Una encuesta reciente, realizada por la Universidad de los Andes, en asocio con Invamer-Gallup, refuerza los testimonios recogidos por el Banco Mundial. 35% de los ocupados y 30% de los pobres reportan sentirse “muy satisfechos con su vida”, mientras apenas 20% de los desocupados manifiesta lo mismo. De la misma manera, el porcentaje de “insatisfechos” es dos veces mayor para los desocupados que para los ocupados. Los desocupados también tienden a ser más pesimistas, más renuentes a creer que es posible enfrentar unas circunstancias adversas o influir sobre la propia vida. “De qué sirve ser bachiller si al final uno queda igual: sin trabajo, en rebusque. Por eso yo me salí”, dijo un adolescente de Medellín. Y su testimonio resume la apatía causada por la desaparición del trabajo formal.
Varios investigadores sociales han demostrado, con base en estudios detallados, tanto etnográficos como estadísticos, que el trabajo formal no es simplemente una manera de asegurar un sustento. El trabajo define las dimensiones espaciales y temporales de la vida: dónde estamos y hasta cuándo. Sin ocupación regular, la vida (incluso la vida familiar) pierde coherencia. Los incentivos materiales y morales para hacer un buen uso del tiempo desaparecen. El tiempo transcurre sin estructura. Sin disciplina. Y muchas veces sin significado.
Pero el punto de esta columna no es académico: es político. Propone un predicamento sencillo. Intenta rescatar un lugar común que, por razones extrañas, es comúnmente ignorado. A saber: el empleo debe ser el propósito primordial de la acción colectiva. Debe convertirse en un fin en sí mismo. O, mejor, en el fin de todo lo demás. Si así lo aceptamos, deberíamos, entonces, rechazar las medidas antiempleo: el asistencialismo pagado con impuestos al trabajo, la idea de sumar subsidios en lugar de sumar empleos y la tendencia a maximizar la inversión en lugar de multiplicar el trabajo.
“Nosotros no queremos medir la economía en función del crecimiento. Para nosotros, más importante que ello es medir la economía en función de las tasas de inversión… Son las tasas de inversión las que permiten los recursos para hacer sostenible la política de Seguridad Democrática y para cumplir con las metas de inversión social”, dijo recientemente el presidente Uribe.

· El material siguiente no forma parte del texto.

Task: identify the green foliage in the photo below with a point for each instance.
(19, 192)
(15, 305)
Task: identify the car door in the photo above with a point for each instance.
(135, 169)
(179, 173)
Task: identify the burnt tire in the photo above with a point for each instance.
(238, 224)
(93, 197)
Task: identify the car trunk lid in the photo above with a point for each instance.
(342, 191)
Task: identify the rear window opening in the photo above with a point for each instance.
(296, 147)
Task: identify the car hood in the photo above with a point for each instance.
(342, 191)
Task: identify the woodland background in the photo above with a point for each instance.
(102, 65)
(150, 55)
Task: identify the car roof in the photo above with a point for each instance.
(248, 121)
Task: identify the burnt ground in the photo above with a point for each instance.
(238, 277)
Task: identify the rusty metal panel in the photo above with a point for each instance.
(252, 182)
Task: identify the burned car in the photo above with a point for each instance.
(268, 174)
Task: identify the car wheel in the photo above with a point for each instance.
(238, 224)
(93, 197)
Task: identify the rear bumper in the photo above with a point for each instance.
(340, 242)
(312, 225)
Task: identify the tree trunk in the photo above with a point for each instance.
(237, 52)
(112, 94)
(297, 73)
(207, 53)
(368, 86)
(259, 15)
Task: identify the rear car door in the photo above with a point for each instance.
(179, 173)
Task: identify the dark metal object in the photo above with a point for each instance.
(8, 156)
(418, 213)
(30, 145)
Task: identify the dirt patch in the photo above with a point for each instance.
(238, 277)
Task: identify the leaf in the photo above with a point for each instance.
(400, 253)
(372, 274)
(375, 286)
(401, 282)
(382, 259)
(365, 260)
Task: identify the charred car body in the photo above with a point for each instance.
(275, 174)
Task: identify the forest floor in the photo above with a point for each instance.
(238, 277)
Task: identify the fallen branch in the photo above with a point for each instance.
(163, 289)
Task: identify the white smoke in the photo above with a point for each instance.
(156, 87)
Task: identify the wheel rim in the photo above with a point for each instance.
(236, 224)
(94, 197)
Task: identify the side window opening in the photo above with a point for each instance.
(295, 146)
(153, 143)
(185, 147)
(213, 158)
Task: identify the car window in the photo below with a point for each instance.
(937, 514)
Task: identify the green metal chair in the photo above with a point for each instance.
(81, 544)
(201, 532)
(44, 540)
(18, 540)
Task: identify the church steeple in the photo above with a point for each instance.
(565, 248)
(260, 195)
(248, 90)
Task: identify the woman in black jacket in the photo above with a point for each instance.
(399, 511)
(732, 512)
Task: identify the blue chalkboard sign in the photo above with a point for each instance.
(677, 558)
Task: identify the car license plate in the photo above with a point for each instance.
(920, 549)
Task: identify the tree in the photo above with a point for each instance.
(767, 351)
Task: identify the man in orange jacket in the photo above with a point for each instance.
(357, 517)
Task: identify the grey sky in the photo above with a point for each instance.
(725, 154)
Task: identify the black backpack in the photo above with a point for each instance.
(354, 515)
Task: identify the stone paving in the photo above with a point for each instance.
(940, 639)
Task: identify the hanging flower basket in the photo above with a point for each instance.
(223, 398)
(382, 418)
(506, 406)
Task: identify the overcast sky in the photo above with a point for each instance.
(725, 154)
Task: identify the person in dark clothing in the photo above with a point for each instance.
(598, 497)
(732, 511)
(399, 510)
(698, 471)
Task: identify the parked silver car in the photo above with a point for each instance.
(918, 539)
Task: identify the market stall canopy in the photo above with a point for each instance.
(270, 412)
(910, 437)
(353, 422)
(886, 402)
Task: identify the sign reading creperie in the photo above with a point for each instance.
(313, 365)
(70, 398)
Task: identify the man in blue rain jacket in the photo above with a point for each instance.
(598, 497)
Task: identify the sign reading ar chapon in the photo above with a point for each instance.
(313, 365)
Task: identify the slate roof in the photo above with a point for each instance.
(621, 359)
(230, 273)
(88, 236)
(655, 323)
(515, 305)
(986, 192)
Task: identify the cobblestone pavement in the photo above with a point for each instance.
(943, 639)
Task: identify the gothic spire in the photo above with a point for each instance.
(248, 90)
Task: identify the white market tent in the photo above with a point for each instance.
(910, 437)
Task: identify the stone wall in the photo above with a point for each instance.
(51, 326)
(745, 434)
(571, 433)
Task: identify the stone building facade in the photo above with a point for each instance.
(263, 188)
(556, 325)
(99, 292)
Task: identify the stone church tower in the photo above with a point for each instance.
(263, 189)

Y sus palabras no dejan dudas: la inversión privada y los programas sociales, más que el empleo, son las prioridades del manejo de la economía. El empleo es un subproducto: el resultado secundario de la búsqueda de otras prioridades. Resulta paradójico, en últimas, que el continuo trabajar, trabajar y trabajar no tenga como referente principal el utilitarismo del empleo: la receta que llevaría a la maximización del bienestar colectivo, la fórmula simple de la felicidad: trabajo, trabajo y trabajo.